By Leslee Kulba- A draft of “Moving to 100 Percent: Renewable Energy Transition Pathways Analysis for Buncombe County and the City of Asheville” is now available to the public.
It was prepared under a $100,000 joint city-county contract with the Cadmus Group in order to help the two local government bodies reach their admittedly “ambitious” goals of: (1) eliminating the use of all fossil fuels by city and county government by 2030 and (2) getting all private-sector operations to use only renewable power sources by 2042.
This report dealt only with how the area was going to source all electricity used in its buildings from renewables. The authors said recommendations for transitioning HVAC and transportation off fossil fuels will require additional studies. What’s more, city and county government only account for 0.9% of building electricity demands within Buncombe. Therefore, “the community” (a.k.a. you and I) will have to start making tracks.
Before focusing exclusively on building electricity, though, the report cautioned, “At current market prices, there may be some economic challenges in replacing gas heat. For example, converting a home’s energy inputs from natural gas to electricity could require both service (e.g., distribution line) and appliance (e.g., water and space heating) upgrades, which could require upgrades to expand the capacity of the electric service panel to accommodate new load requirements.” Then, once the conversion is made, the electricity would cost $0.11/kWh compared to natural gas at $0.05/kWh.
Now, before anybody throws out their car, lives in the dark, and eats raw only what can be grown on their apartment patio; it is important acquaint those new to the game with the rules. That is, just as the sins of Catholics used to be absolvable provided one could afford the going rate for indulgences; persons living or doing business in Buncombe County will be able to pollute inasmuch as they can figuratively cover the costs of any climate change so produced by purchasing RECs.
RECs, renewable energy credits, would be sold by Duke Energy, and proceeds would be used to construct solar or wind farms or hydropower plants. A downside, according to stakeholders convened in focus groups, is the plants could be located anywhere, so payors won’t necessarily enjoy direct benefits from the clean air they’re buying. Obvious questions are, “What will other municipalities do when utilities have maxed out their ability to build with RECs” and even, “What guarantee do purchasers have that green power is being produced somewhere?”
An upside is, the 2030 goals can be totally covered by RECs. The Cadmus group, given the cost of the report, claims local government’s sins can be 100% absolved for “a large annual cost” of approximately $24,000 for the city and $36,000 for the county. More clarification on those numbers would be appreciated, since the county’s libraries alone have budgeted $175,000 for utilities this year.
Things are not so bright for “the community,” where Cadmus estimated all reasonable approaches could only meet 48% of demand, estimated at 3,125,000 MWh, by 2042. The authors estimated RECs would tap out at around 10% of demand.

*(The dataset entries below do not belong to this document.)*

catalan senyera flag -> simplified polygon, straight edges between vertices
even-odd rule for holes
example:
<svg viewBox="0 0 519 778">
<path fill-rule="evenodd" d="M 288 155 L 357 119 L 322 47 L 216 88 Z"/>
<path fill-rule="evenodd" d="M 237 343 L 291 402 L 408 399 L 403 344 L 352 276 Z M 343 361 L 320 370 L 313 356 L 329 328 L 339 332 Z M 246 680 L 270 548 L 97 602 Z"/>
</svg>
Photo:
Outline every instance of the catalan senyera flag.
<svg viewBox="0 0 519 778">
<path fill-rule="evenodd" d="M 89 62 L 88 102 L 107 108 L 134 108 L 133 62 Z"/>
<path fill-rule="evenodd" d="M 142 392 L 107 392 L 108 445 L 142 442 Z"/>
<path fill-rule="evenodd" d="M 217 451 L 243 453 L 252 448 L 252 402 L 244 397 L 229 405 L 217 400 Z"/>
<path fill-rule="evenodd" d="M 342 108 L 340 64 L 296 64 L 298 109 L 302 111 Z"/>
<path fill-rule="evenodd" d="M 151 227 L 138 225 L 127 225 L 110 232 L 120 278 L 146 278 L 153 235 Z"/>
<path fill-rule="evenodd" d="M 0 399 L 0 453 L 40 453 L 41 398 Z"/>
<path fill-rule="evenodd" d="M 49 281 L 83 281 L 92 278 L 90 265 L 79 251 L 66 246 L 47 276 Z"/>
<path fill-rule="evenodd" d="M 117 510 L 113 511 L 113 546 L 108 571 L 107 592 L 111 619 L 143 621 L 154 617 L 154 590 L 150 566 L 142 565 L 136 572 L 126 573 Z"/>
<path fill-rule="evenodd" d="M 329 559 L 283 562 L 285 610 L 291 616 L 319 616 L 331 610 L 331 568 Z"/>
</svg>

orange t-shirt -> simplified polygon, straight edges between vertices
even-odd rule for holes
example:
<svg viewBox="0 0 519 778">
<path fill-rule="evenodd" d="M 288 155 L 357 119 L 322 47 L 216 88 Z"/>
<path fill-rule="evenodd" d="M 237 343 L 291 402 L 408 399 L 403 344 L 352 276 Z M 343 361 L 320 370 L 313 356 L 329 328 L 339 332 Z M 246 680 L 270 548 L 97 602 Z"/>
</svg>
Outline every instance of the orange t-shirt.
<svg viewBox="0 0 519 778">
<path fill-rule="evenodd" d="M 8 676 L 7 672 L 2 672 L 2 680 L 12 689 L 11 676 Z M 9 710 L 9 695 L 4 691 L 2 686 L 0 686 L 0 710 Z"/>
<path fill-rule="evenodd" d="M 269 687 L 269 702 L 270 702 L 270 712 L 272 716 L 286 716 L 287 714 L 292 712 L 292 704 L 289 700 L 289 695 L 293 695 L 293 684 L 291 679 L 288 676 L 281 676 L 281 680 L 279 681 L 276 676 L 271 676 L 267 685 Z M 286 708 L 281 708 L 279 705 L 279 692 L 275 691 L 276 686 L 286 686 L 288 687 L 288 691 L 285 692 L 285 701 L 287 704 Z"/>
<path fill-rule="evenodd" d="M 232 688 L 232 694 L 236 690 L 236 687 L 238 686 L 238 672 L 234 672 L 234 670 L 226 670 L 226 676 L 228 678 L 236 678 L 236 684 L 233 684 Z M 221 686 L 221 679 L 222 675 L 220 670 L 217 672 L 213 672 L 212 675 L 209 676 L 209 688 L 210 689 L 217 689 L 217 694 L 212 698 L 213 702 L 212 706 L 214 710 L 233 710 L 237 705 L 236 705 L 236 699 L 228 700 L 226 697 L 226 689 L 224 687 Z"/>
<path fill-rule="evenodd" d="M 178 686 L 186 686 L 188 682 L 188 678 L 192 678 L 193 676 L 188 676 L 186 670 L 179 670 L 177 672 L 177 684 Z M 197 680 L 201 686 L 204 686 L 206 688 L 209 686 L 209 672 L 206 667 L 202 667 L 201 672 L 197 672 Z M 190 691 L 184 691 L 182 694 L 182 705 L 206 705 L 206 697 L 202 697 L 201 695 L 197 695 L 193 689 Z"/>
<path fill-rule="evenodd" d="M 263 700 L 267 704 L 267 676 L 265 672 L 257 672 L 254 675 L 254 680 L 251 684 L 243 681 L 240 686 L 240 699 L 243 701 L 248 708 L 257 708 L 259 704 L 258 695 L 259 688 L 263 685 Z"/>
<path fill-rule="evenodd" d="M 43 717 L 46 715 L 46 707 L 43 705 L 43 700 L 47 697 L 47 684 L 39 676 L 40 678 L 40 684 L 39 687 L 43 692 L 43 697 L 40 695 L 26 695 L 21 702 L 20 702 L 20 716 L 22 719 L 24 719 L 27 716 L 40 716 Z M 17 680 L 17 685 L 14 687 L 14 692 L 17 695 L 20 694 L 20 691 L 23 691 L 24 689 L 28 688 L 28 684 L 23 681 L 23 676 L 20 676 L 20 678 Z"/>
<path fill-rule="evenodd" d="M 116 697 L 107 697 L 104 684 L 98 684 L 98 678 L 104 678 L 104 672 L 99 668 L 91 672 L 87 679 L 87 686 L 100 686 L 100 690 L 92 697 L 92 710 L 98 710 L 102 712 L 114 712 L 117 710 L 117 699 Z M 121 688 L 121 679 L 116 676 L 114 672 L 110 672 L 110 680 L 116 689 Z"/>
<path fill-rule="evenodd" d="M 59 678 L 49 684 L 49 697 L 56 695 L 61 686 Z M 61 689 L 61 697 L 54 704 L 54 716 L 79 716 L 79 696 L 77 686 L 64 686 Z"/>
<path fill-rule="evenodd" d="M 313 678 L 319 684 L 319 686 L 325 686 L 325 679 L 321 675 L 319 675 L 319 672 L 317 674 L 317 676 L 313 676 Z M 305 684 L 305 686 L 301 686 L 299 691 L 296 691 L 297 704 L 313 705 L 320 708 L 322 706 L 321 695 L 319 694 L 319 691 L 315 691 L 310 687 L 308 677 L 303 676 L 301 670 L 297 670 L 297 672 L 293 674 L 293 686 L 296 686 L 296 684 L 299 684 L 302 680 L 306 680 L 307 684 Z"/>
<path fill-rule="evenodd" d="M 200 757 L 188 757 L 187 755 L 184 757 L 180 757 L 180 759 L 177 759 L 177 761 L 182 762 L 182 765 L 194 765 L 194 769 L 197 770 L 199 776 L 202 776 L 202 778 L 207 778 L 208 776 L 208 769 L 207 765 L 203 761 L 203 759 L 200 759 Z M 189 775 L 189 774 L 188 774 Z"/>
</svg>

The community could meet demand by putting solar panels on every building, but that strategy did not pass the feasibility screen.
The lion’s share of the 48% would be handled through changing state legislation and regulatory policy. To do this, the report does not suggest lobbying, but, instead, “engaging in conversations on state-level/utility policies.” One suggested change would be to increase the minimum renewable generation requirement for investor-owned utilities. Current standards require renewables to generate 12.5% of their energy mix by next year. Other changes would offer alternative means of financing or otherwise widen eligibility standards for various programs.
Whereas local governments can only mandate renewable installations on their own buildings, the state could pass a law requiring them on all new construction. Other local-government actions Cadmus suggested include constructing renewable farms on government-owned land and/or leasing government land for that purpose, and establishing a revolving loan fund. A win-win would be to streamline the permitting process for green generation installations, perhaps by making it a use-by-right in all zonings.
The report also recommends capacity-building, where jobs are created and saved for bureaucrats. An example would be an education and outreach program that lets citizens know how much free money they can get from the government or what they can do to help Duke transition to 100% clean generation.
Other suggestions include hosting more Solarize campaigns, where citizens invest together in a fire sale to take advantage of bulk purchasing rates. The report says the last time the city hosted one, it resulted in 1,200 leads and 100 signed contracts for solar. If no intervention is taken, solar would only make up 7.6% of the “community’s” energy mix by 2042, with nuclear energy supplying 40%, natural gas 30%, and coal 13%.